Not content to chow down on every sauropod the fierce meat-eater encountered, Rex also took a chunk out of his fellow Tyrannosaurs as needed.
A T. Rex fossil bone discovered in Wyoming show what scientists believe to be the serrated teeth marks of another Tyrannosaur, the MailOnline reported.
Fossils found in the uppermost Cretaceous Lance Formation of Wyoming have been carbon-dated back 69 million years offering a panoply of scientific treasures.
"We were out in Wyoming digging up dinosaurs in the Lance Formation," paleontologist Matthew McLain of Loma Linda University said.
"Someone found a Tyrannosaur bone that was broken at both ends."
"It was covered in grooves. They were very deep," McLain noted.
The grooves in the Tyrannosaur bone fossil suggested that the meat was pulled off the creature with serrated teeth in a direction perpendicular to the bone, the paleontologists believe.

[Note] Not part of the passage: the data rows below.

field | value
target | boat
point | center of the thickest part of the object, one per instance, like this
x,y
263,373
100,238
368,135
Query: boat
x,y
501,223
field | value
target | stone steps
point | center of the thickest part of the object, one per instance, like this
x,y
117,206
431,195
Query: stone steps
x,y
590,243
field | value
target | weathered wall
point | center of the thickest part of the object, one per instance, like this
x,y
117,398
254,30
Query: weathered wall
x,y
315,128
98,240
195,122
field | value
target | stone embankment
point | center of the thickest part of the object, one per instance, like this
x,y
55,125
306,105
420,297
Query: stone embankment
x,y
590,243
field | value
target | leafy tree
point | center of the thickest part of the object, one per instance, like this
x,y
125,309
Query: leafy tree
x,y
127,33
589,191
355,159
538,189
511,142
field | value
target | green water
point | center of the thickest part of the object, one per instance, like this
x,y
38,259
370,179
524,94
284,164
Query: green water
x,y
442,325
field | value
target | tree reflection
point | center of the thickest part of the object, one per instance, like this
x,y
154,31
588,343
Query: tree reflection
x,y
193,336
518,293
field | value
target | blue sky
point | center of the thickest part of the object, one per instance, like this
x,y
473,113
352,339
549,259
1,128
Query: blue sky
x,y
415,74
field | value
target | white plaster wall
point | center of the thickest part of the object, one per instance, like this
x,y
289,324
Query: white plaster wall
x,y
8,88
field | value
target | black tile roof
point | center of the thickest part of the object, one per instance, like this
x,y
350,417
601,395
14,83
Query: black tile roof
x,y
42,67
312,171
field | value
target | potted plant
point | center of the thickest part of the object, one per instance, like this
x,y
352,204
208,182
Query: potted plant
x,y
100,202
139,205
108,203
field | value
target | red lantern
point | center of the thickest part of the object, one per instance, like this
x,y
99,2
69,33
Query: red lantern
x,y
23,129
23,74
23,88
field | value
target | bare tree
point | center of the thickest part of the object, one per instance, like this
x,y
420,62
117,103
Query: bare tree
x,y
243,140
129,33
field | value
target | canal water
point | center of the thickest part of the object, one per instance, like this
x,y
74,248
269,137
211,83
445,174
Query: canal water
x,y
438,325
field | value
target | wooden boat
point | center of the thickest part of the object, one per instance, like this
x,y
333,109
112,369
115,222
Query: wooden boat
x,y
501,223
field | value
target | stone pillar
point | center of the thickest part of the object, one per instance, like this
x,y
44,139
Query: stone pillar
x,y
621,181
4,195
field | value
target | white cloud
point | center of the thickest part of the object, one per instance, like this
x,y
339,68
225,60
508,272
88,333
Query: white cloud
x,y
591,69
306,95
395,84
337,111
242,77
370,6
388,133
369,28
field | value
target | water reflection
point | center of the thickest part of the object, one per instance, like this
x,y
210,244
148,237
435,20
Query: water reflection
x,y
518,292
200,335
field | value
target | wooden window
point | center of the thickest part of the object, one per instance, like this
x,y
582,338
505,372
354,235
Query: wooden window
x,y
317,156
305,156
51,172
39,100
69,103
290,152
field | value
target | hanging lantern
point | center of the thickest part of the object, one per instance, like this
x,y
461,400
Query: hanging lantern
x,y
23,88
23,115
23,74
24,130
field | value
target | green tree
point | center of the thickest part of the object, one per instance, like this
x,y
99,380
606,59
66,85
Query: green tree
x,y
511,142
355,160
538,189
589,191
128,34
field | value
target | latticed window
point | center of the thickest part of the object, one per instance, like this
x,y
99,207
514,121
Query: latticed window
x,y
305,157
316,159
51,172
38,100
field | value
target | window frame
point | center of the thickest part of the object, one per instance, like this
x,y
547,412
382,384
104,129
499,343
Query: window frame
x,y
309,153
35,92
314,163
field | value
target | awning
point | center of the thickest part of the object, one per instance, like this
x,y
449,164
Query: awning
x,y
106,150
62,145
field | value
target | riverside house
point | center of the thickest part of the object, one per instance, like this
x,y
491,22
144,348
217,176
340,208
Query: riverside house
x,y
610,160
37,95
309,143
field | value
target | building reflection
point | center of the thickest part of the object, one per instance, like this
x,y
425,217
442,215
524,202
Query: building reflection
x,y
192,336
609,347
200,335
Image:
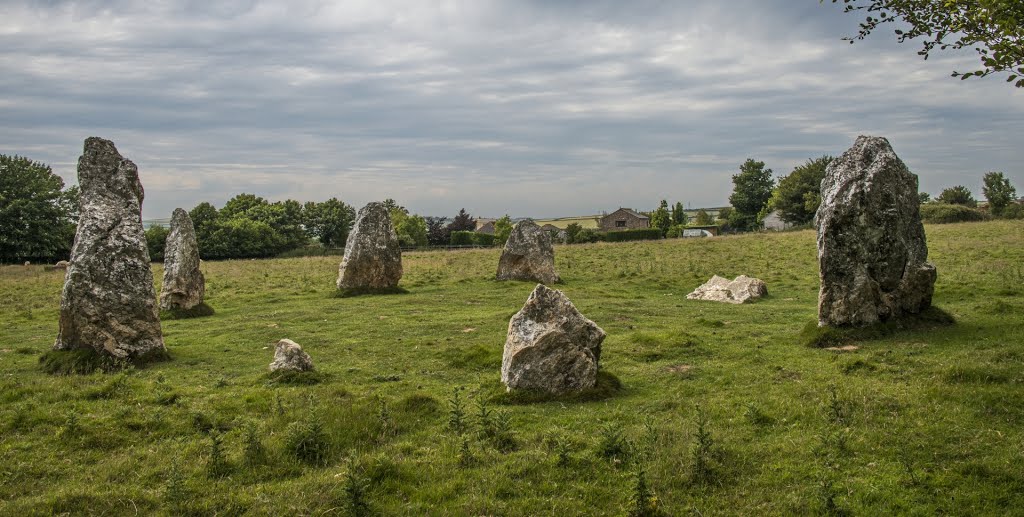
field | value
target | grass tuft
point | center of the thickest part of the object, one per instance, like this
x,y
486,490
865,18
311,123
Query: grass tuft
x,y
293,378
823,337
87,360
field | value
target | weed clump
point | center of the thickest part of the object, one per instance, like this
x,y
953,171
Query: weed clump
x,y
216,465
642,503
701,470
293,378
254,451
355,490
457,414
612,443
307,441
88,360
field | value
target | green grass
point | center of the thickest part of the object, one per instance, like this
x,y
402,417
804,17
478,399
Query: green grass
x,y
724,408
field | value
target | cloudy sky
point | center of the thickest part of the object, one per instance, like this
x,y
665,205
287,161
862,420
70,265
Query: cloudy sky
x,y
543,108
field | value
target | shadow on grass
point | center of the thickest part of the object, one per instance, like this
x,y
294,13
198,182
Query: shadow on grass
x,y
349,293
823,337
200,310
607,386
293,378
87,360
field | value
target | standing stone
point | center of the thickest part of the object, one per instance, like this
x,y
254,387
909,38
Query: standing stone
x,y
373,254
527,255
871,249
183,284
108,302
739,290
289,356
551,346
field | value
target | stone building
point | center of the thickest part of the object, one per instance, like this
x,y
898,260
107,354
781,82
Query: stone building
x,y
624,218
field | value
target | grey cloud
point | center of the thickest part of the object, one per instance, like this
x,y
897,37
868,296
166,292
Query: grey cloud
x,y
527,108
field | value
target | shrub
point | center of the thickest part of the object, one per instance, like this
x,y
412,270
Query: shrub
x,y
462,238
939,213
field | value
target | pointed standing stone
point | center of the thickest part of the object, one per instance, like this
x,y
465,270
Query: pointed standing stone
x,y
108,302
373,254
183,285
551,346
871,248
527,255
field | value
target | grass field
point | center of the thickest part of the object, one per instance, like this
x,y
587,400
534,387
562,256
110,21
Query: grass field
x,y
721,407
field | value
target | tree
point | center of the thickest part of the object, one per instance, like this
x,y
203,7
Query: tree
x,y
462,222
329,221
753,188
37,215
797,197
241,205
571,230
993,28
678,214
437,232
704,218
660,218
958,195
503,228
998,191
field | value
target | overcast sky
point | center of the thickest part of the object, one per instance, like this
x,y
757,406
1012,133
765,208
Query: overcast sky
x,y
545,108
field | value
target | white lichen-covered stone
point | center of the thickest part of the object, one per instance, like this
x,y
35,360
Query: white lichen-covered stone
x,y
739,290
108,302
373,254
550,346
527,255
871,249
183,285
289,356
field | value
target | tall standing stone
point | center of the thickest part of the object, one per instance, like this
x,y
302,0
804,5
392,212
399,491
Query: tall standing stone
x,y
108,303
183,285
550,346
527,255
871,249
373,254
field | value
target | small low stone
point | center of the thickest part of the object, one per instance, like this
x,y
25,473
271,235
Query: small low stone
x,y
736,291
289,356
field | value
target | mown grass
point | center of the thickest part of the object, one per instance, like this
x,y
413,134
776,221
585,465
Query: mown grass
x,y
724,408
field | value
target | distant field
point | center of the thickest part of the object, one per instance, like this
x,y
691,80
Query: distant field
x,y
586,221
921,422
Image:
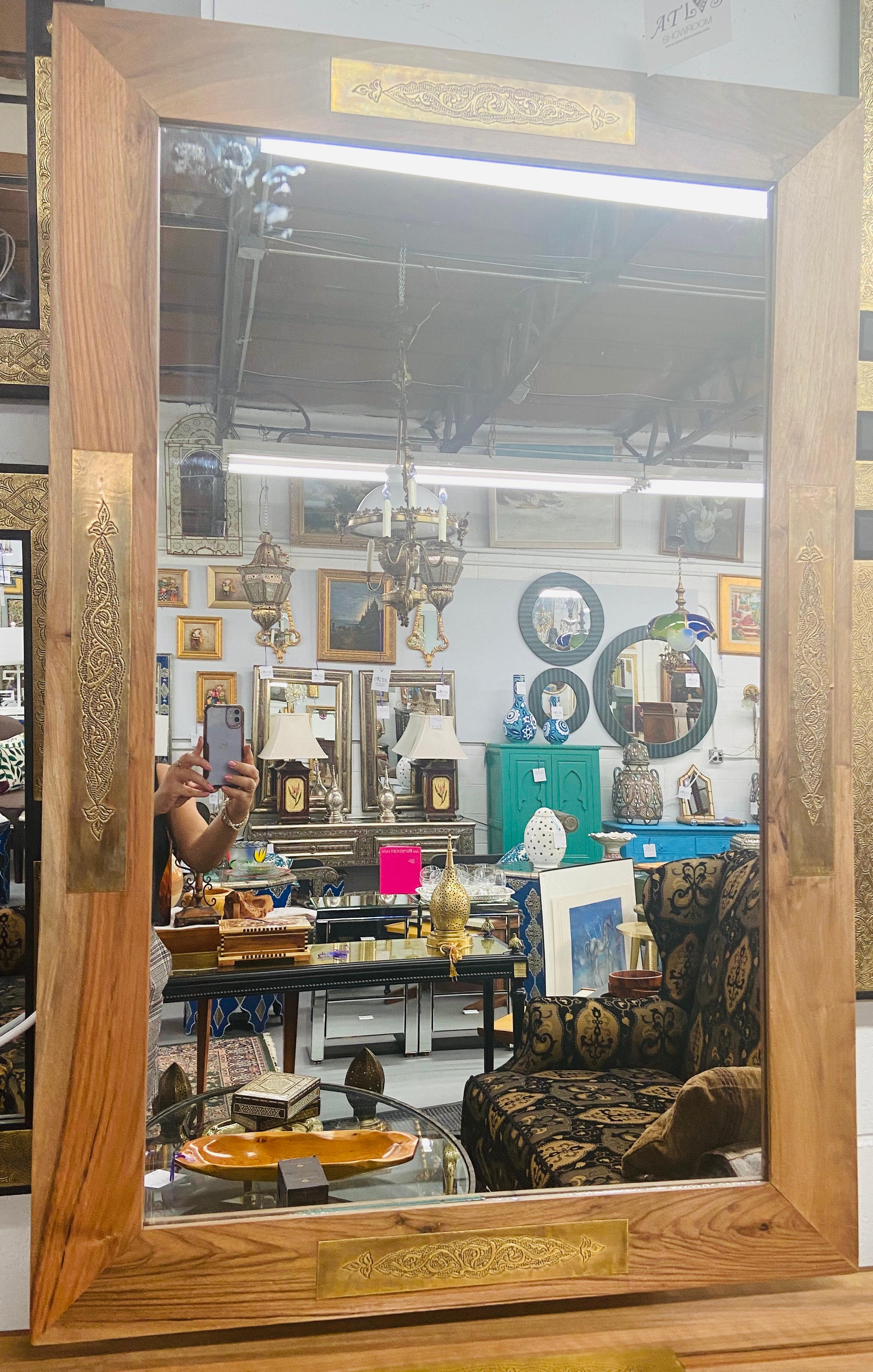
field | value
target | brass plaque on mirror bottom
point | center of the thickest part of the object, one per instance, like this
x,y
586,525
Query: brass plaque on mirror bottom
x,y
606,1360
101,656
503,105
811,667
485,1257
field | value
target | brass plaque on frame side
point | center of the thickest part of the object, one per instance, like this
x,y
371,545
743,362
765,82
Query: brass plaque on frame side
x,y
606,1360
101,688
16,1146
811,671
486,1257
503,105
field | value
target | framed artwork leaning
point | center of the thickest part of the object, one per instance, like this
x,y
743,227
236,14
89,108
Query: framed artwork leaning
x,y
198,637
216,689
353,623
174,586
706,526
583,909
739,615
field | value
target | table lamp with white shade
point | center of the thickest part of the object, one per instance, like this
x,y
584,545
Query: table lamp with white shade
x,y
431,746
293,744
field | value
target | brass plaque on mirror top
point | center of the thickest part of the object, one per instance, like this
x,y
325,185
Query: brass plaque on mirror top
x,y
486,1257
101,656
606,1360
481,102
811,666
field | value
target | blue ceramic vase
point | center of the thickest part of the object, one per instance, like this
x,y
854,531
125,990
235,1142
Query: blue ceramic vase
x,y
519,725
555,730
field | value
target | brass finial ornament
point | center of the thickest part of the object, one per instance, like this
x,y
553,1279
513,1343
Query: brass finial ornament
x,y
449,914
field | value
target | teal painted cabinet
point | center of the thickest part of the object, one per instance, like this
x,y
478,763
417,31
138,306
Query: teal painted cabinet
x,y
571,784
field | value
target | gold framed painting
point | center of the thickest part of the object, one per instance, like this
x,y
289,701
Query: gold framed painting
x,y
353,623
216,689
198,637
224,589
174,588
739,615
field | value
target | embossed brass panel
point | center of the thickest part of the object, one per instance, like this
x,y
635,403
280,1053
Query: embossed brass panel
x,y
811,666
98,821
481,102
24,353
486,1257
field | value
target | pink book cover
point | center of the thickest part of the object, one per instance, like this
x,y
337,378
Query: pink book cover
x,y
400,872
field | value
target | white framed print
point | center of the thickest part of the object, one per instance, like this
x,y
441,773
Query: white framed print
x,y
583,909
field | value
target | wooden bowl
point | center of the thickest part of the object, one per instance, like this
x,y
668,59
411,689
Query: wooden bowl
x,y
635,984
254,1157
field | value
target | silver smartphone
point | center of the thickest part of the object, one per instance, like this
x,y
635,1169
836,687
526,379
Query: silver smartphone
x,y
224,740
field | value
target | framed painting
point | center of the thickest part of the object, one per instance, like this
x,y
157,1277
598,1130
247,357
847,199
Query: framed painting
x,y
739,615
353,623
174,586
224,589
216,689
705,526
315,505
198,637
583,911
554,519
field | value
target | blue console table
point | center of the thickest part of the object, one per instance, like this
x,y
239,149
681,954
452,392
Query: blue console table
x,y
674,840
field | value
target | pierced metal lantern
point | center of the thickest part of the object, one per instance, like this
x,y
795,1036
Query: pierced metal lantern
x,y
267,582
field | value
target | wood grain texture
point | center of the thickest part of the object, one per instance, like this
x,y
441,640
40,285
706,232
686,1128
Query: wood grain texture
x,y
95,1272
809,924
92,975
279,80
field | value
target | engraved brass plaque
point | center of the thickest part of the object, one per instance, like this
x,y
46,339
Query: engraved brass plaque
x,y
606,1360
98,821
811,667
384,91
486,1257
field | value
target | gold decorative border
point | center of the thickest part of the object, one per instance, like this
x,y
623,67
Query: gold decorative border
x,y
102,535
486,1257
25,353
24,505
481,102
811,655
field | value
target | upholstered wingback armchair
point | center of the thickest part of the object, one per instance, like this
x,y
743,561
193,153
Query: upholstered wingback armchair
x,y
591,1075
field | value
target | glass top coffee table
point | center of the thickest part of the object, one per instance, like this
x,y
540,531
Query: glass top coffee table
x,y
440,1165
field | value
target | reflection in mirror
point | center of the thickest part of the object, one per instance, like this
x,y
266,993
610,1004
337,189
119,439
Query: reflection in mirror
x,y
591,350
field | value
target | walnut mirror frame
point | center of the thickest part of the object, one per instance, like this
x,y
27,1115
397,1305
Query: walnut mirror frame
x,y
341,679
97,1272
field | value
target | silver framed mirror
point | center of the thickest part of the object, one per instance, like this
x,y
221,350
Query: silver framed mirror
x,y
329,707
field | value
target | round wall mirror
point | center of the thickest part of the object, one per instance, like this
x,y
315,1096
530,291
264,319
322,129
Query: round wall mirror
x,y
645,691
561,619
570,692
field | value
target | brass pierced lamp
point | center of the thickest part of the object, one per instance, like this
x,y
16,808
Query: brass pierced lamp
x,y
294,746
431,746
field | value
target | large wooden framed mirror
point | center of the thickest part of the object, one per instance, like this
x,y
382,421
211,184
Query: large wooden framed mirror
x,y
98,1269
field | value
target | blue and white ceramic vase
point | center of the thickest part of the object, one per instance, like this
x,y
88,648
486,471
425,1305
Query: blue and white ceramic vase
x,y
555,730
519,725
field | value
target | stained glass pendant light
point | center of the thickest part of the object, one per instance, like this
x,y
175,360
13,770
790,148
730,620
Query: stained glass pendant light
x,y
681,629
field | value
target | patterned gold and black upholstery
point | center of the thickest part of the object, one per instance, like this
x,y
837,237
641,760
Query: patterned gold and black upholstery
x,y
591,1075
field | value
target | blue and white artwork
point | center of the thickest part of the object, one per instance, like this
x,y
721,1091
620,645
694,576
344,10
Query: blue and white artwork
x,y
598,948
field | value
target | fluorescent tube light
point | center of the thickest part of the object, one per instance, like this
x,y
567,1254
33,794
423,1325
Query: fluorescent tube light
x,y
741,202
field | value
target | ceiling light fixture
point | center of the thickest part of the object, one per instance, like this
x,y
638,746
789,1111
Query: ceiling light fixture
x,y
739,202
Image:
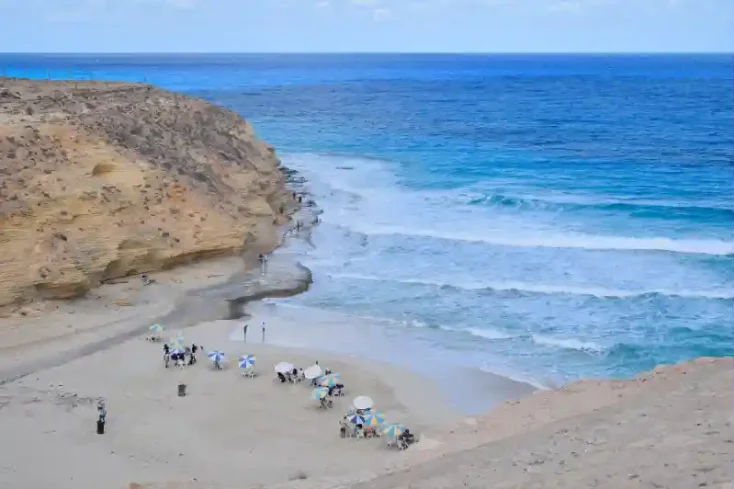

"'Serrated teeth rule out crocodiles and point directly to a theropod dinosaur like T. Rex," McLain elaborated.
"The fact that the only large theropods found in the Lance Formation are two tyrannosaurs -Tyrannosaurus Rex or Nanotyrannus Lancensis - eliminates all interpretations but cannibalism."
"This has to be a tyrannosaur. There's just nothing else that has such big teeth."